Assumer la radicalité
Aucune forme de déception, bien évidemment, quant aux positions de Macron, car on n’en attendait pas moins d’un gouvernement affaibli et dépendant de ses bonnes relations avec la police, sur-sollicitée pour faire taire la contestation sociale. Celles et ceux qui ont cru voir autre chose que de la fébrilité du côté du pouvoir, pronostiquant des décisions satisfaisant, même partiellement, les aspirations des manifestantEs, en sont pour leurs frais. Macron et les siens ne sont en dernière instance que le personnel politique des classes dominantes et, en aucun cas, ils ne lâcheront les flics, piliers essentiels du maintien de l’ordre capitaliste.
Ce retour aux fondamentaux montre l’ampleur du chemin qui reste à parcourir dans la construction du rapport de forces. Les collectifs contre les violences policières, au premier rang desquels le comité Adama, ont montré leur force d’attraction, leur détermination et leur capacité à garder le cap malgré les pressions et les attaques ordurières, et nous continuerons de leur apporter tout notre soutien. Reste à savoir si l’ensemble de la gauche sociale et politique est prête à se joindre pleinement à la lutte, sans tentation substitutiste et en assumant la nécessaire radicalité du combat face à des flics de plus en plus déchaînés, un pouvoir autoritaire et une extrême droite plus que jamais en embuscade.
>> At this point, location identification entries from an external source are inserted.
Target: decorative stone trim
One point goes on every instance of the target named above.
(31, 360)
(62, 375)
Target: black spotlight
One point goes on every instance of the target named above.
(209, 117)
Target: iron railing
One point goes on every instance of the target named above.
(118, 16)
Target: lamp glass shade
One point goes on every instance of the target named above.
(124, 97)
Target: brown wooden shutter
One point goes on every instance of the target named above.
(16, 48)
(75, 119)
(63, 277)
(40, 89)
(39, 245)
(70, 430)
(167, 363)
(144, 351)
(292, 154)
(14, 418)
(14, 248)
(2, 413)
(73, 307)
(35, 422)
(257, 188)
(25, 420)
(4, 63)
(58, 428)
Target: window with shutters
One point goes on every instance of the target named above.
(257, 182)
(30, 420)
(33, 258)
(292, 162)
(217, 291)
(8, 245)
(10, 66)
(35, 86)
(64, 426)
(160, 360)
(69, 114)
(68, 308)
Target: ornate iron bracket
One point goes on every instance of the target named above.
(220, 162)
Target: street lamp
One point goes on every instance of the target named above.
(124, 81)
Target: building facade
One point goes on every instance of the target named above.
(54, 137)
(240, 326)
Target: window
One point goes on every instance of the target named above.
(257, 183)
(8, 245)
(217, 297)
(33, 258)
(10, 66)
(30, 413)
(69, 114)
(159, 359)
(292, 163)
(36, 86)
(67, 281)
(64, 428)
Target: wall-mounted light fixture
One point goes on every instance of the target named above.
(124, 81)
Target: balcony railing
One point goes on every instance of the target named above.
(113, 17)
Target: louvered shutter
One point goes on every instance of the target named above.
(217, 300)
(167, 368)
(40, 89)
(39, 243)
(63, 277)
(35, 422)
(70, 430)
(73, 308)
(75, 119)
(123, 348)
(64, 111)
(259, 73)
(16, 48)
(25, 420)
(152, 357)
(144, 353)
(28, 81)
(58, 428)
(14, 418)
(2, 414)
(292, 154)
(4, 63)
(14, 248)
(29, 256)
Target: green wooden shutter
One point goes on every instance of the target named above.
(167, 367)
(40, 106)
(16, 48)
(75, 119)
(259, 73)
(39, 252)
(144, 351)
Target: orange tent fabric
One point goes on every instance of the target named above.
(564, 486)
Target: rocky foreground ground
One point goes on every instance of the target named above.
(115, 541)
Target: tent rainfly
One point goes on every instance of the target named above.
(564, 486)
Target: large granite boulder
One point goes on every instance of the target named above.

Un rapport de forces est engagé, qu’il s’agit de continuer à construire en refusant toutes les diversions, qu’elles viennent du pouvoir ou d’une certaine « gauche » qui brille depuis de longues années par son absence dans les luttes contre le racisme et contre les violences policières, quand elle n’a pas été elle-même la cible légitime de ces combats lorsqu’elle était au pouvoir. Un rapport de forces qui a déjà, en outre, commencé à contribuer à modifier le climat politique et social global, donnant une explosivité à la sortie du confinement et jouant le rôle d’encouragement à l’ensemble des mobilisations.